Gab es die Überlegung, ganz schlicht in der Schule zu feiern? Die Aula wäre nur eine Notlösung gewesen, sagt sie. Ihre Agentur hat ihnen jetzt eine Feier in einem Fünf-Sterne-Hotel gesichert. Die Kosten für ein Ticket, exklusive Getränke: 64 Euro. „Das hält sich im Rahmen“, sagt Celina dazu.
Die Ansprüche an den Abiball steigen weiter
Denn: Es geht noch teurer. Wie viel ein Ticket kostet, hängt von den Ansprüchen der Abiturienten ab – und die werden größer und größer. „Die Bedürfnisse der Kunden ändern sich“, sagt Olaf Marsson. Er ist der Kopf hinter Abiplaner, eine Marke seiner Eventagentur.
Marsson und seine Mitarbeiter organisieren seit 2003 Abibälle im Stil amerikanischer Abschlussbälle. Früher sei ein All-Inclusive-Abiball absolut ausreichend gewesen, heute gebe es ganz spezielle Wünsche. „Gerade in Berlin geht der Trend zu Biofood und regionalen Getränken“, sagt Marsson.
Als Student hat Marsson eine Prom Night in den USA erlebt, und dann 2002 begonnen, für seine Geschäftsidee in Deutschland Werbung zu machen. „Dann hat es nochmal zwei Jahre gedauert, bis der Knoten geplatzt ist“, sagt er. In einem Jahr hätten sie drei, darauf zwölf, im nächsten Jahr 56 Abibälle organisiert.
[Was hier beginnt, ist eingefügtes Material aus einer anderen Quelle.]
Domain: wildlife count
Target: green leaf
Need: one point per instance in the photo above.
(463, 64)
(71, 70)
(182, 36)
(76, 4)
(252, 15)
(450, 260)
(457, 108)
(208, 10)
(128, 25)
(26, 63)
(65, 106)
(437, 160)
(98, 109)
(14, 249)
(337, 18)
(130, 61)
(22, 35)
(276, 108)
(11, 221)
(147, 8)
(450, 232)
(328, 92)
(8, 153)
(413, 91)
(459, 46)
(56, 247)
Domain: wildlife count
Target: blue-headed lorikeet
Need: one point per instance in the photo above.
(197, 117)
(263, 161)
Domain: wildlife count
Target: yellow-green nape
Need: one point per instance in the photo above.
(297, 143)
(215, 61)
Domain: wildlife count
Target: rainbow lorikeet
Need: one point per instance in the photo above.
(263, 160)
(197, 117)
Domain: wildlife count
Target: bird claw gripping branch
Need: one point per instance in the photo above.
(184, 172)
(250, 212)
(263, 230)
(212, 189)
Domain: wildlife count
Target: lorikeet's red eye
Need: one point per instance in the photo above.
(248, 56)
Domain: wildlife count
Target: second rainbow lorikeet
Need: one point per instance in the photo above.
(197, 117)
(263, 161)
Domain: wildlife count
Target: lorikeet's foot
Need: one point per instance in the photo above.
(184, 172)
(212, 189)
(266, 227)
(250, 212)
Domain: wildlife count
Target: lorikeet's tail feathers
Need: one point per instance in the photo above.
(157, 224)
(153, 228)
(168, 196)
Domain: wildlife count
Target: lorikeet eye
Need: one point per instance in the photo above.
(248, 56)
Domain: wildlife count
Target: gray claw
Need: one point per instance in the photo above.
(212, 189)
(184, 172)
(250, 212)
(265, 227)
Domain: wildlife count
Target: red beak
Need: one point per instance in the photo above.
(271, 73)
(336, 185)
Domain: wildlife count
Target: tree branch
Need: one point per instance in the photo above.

Seitdem sind etliche andere Agenturen in den Markt gedrängt, sie heißen „Abitraum“, „Abiballdeluxe“, „Abiservice4you“.
Manche von ihnen planen nicht nur den Abiball, sondern bieten auch gleich Abireisen, Abibücher und Abishirts an. Am Anfang hätten sie auch noch selber Abibücher gedruckt, sagt Marsson. Nun geht er einen anderen Weg. Auf seinem Onlineportal verweist er auf andere Firmen, für die der Schulabschluss profitabel ist – zum Beispiel das Berliner Ballmodengeschäft Crusz.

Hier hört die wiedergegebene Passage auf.